Termasuk obat-obat yang mempengaruhi fungsi-fungsi
ini adalah agonis adrenergik dan antagonis ganglionic blocking agent.
1.
Neurotransmiter
Hantaran informasi
pada saraf terjadi dengan penjalaran impul-impul dalam sel saraf dan
diteruskan dengan rilis (release) neurotransmiter dari ujung
saraf ke celah-celah sinaps antarsel dan antara sel saraf dan sel efektor.
Neurotransmitter ini akan berdifusi dan berikatan dengan molekul reseptor
khusus pada sel pasca sinaps, yang akan mengaktifkan atau mengahambat aktivitas
sekl efektor.[24]
Berdasarkan
jenis neurotransmitter utama yang dibebaskan pada ujung saraf otonom, serat
saraf otonom dibedakan atas serat kolinergik yang merilis asetilkolin (Ach) dan
serat adrenergik yang membebaskan noradrenalin
(norepinefrin dan NE) sebagai neurotransmitter. Terdapa bukti-bukti bahwa beberapa serat saraf
perifir simpatis juga membebaskan dopamin.[25]

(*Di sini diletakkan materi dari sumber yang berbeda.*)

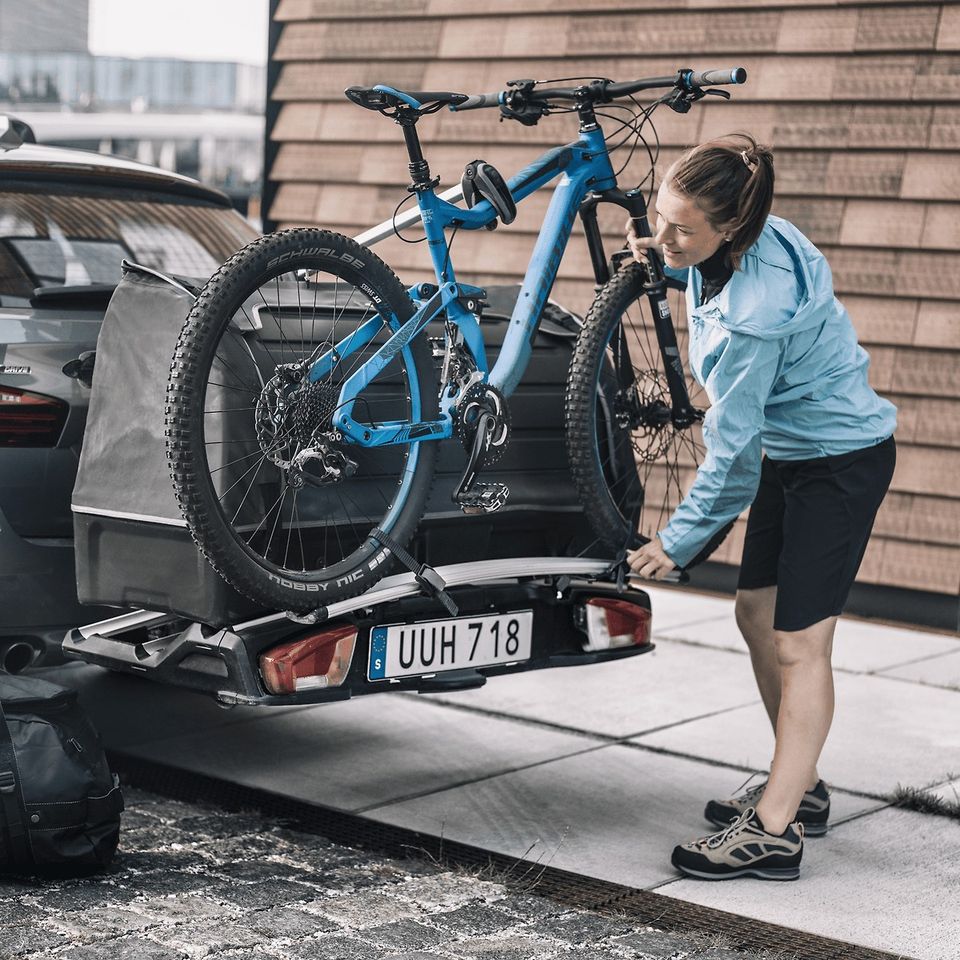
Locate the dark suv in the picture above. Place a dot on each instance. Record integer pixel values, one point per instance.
(67, 219)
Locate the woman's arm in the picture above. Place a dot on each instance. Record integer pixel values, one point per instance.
(738, 385)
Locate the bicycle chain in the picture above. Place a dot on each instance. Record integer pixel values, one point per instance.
(476, 399)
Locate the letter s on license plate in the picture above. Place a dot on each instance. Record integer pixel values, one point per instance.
(413, 649)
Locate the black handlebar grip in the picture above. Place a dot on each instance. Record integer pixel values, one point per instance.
(713, 77)
(477, 101)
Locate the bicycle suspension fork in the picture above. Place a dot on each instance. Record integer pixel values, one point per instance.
(682, 414)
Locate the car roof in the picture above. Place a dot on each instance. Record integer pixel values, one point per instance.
(32, 161)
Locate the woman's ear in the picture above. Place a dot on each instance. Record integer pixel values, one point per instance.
(728, 229)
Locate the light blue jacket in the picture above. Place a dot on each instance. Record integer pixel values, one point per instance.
(778, 357)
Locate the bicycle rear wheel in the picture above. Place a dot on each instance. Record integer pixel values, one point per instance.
(632, 466)
(283, 505)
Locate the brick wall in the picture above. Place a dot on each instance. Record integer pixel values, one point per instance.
(861, 103)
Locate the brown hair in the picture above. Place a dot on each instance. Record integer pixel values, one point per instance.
(730, 178)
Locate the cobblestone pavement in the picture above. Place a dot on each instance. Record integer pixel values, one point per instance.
(191, 881)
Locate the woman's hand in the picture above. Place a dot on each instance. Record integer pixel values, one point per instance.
(650, 561)
(639, 245)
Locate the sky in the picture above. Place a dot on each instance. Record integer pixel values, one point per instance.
(189, 29)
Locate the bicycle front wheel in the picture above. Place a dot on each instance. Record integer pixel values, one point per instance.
(631, 464)
(282, 503)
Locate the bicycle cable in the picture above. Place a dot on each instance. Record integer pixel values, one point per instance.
(393, 222)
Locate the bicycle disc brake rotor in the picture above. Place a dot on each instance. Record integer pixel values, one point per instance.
(293, 426)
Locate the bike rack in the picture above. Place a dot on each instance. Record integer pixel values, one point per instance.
(222, 661)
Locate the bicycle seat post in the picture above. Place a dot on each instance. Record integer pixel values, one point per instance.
(418, 166)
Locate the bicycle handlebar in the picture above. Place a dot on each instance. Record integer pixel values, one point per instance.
(477, 101)
(603, 91)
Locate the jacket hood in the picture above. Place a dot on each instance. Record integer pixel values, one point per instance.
(783, 286)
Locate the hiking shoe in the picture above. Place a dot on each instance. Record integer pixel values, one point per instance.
(813, 813)
(743, 849)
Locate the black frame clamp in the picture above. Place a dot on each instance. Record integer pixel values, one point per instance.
(426, 576)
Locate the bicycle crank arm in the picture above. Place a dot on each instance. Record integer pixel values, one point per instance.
(471, 496)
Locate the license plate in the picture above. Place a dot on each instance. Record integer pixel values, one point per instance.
(413, 649)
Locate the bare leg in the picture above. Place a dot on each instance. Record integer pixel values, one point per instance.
(803, 721)
(754, 612)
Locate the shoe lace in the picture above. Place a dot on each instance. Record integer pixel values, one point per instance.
(753, 791)
(728, 833)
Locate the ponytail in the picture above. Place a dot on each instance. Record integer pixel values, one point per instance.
(731, 180)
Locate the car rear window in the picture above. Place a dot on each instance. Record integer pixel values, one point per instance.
(75, 239)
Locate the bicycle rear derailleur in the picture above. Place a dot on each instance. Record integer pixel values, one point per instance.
(483, 425)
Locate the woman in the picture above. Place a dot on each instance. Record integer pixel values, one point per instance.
(793, 429)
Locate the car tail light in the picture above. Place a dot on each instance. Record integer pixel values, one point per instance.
(611, 622)
(30, 419)
(318, 660)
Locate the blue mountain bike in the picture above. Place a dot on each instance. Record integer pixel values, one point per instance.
(306, 399)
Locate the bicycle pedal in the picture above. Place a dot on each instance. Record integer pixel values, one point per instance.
(484, 498)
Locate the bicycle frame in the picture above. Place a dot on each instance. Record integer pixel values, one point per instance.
(586, 178)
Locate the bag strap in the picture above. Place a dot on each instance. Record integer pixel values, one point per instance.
(72, 813)
(11, 800)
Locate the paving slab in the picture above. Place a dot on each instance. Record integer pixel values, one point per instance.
(885, 733)
(939, 671)
(614, 813)
(674, 683)
(672, 606)
(865, 882)
(346, 755)
(860, 646)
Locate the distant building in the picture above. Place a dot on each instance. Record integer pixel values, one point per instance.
(81, 81)
(42, 25)
(200, 118)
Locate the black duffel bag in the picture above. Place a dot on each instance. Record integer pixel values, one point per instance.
(59, 803)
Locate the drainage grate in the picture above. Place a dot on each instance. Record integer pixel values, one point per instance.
(569, 889)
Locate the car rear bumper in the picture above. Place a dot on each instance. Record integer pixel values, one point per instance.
(39, 591)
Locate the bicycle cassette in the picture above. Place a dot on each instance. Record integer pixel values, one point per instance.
(478, 399)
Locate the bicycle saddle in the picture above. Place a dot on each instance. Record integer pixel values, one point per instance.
(382, 97)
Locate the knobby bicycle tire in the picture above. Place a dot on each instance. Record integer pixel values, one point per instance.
(630, 480)
(244, 341)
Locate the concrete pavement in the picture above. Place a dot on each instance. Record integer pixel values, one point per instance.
(602, 769)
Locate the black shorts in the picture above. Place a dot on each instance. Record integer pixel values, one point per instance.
(808, 530)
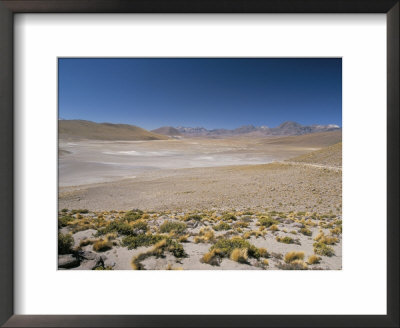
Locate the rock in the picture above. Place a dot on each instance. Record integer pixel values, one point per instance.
(88, 265)
(67, 261)
(87, 255)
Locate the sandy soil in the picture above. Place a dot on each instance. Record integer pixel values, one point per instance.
(302, 196)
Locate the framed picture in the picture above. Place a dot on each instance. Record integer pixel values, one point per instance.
(163, 162)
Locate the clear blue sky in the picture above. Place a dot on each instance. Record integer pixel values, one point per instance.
(208, 92)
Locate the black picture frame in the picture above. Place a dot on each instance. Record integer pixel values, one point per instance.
(10, 7)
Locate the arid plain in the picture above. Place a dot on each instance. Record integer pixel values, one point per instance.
(201, 203)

Medula adrenal berisi sel-sel kromafin, yang secara embriologik homolog
dengan ganglion simpatis, diturunkan dari neural
crest. Sel-sel kromafin pada medula adrenalini dipersarafi oleh ujung saraf
preganglionik simpatis khusus dengan neurotransmiter Ach. Sel
sel kromafin medula adrenal ini membebaskan campuran epinefrin dan nor-epinefrin
(NE) ke dalam darah. Akhir-akhir ini juga diketahui bahwa sebagian besar saraf
otonom juga membebaskan beberapa substansi transmitter (co-transmitter) sebagai
pelengkap dari transmiter utama.[26]
2.
Transmiter
dan reseptor
Semua ujung saraf preganglionik adalah kolinergik,
artinya yang membebaskan asetilkolin (Ach). ACh bekerja pada reseptor Ach-kolinoseptor
pada badan sel posganglion atau dendrite untuk membangkitkan transmisi. Demikian
juga semua ujung saraf posganglion arasimpatis adalah kolinergik (yang
membebaskan Ach), Ach kemudian bekerja pada reseptor Ach-kolinoseptor pada sel-sel efektor (yaitu otot polos, otot jantung
dan kelenjar).[27]
Gambar
3.
Proses biokimia pada ujung saraf kolinergik dan adrenergik. Gambar di atas
menunjukkan bahwa monoamine oksidase (MAO)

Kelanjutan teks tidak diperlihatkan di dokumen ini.